Now, as a frequent buyer of useless crap myself, I was intrigued by this. A job was vacant and it was a job I didn't even know existed. I won't get that job, I have no sales experience and if I showed the results of my somewhat dreadful attempts at marketing books, they'd laugh. Even so, I have absolutely no idea where those trinkets come from, and I have to know. So I'll apply and hopefully get as far as interviewing them about this mysterious and shadowy position of Head of Useless Stuff, and maybe find out how they persuade us to buy stuff nobody, anywhere, has ever even imagined they needed and which could only have been created by a madman.

It's dangerous, I might find the source of the tat and that is not safe for someone like me to know. Then again, I have always wanted to know who actually makes those musician figures out of welded nuts and bolts, those glass animals, the wooden things that I can't quite identify and all the rest of it. I would also like to know how they go about selling that stuff to the Head Of Pointlessness and how he/she manages to con saps like me into handing over money for it.

As part of this new book-writing business I must learn about marketing and if someone can sell a wine-bottle-holder that appears to have been roughly slapped together by a bored scrapyard worker after some serious drinking, then they must be great at marketing. I must meet these people.

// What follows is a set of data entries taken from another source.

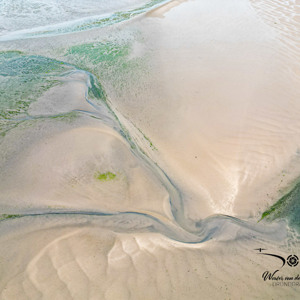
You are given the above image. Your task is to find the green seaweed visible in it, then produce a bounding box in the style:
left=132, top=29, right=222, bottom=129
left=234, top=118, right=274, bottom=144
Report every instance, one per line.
left=259, top=181, right=300, bottom=230
left=95, top=172, right=117, bottom=181
left=0, top=51, right=70, bottom=132
left=0, top=214, right=21, bottom=220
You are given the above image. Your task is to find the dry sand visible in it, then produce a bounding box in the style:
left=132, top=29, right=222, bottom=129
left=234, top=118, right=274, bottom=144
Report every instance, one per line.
left=0, top=0, right=300, bottom=300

I just hope they don't sell me anything.

I wonder if they'd be interested in stocking books by a local author on the tat-shelves? That would actually be a better outcome than getting the job.

3 comments:

Rob F said...

In the newsagents I regularly stop by at on the way to work, they have um...'smoking paraphenalia' in the front window and Manchester City keyrings near the checkout (which I can understand, as I work in Manchester!), but also SA80 airgun replicas and Justin Bieber posters.

Who said "Hey, Tutzy (free advertising for them there), don't you think we should clear some space for some air rifles just in case someone comes in for some M&Ms and then decides that they'd also like to buy a fake SA80"?

How do they come to these decisions?  It boggles the mind....

Legiron said...

I had honestly never thought about it before but apparently someone is paid to make those decisions!

mrs.raft said...

A friend does that job for a small tourist attraction/museum.  Every now and then someone gets uppity about the grade of the goods they sell in the inevitable gift shop.  Posh stuff round the shelves, fridge magnets in the middle.

She says that it is the fridge magnets/pencils/badged biscuits and chocolate that are the profitable items because every child through the door has £1 spending money and wants something to remember the visit.  A key ring, a booklet, a badged pen - anything like that, but you have to aim for 99p because that's what they have been given to spend. 

The best one I ever got was for little girls - a paper fan and a sheet explaining how to do the Victorian "language of the fan".  For £2 each it kept them busy flapping at each other for hours. The 99p plastic binoculars for staring a church ceilings was also pretty good.

And yes, the local author books always go well.  The late J L Carr was the author, printer and distributor of those little books which sit by the till.  They are sold by his estate - The Quince Tree Press - to this day and always feature in promotional and giftware catalogues.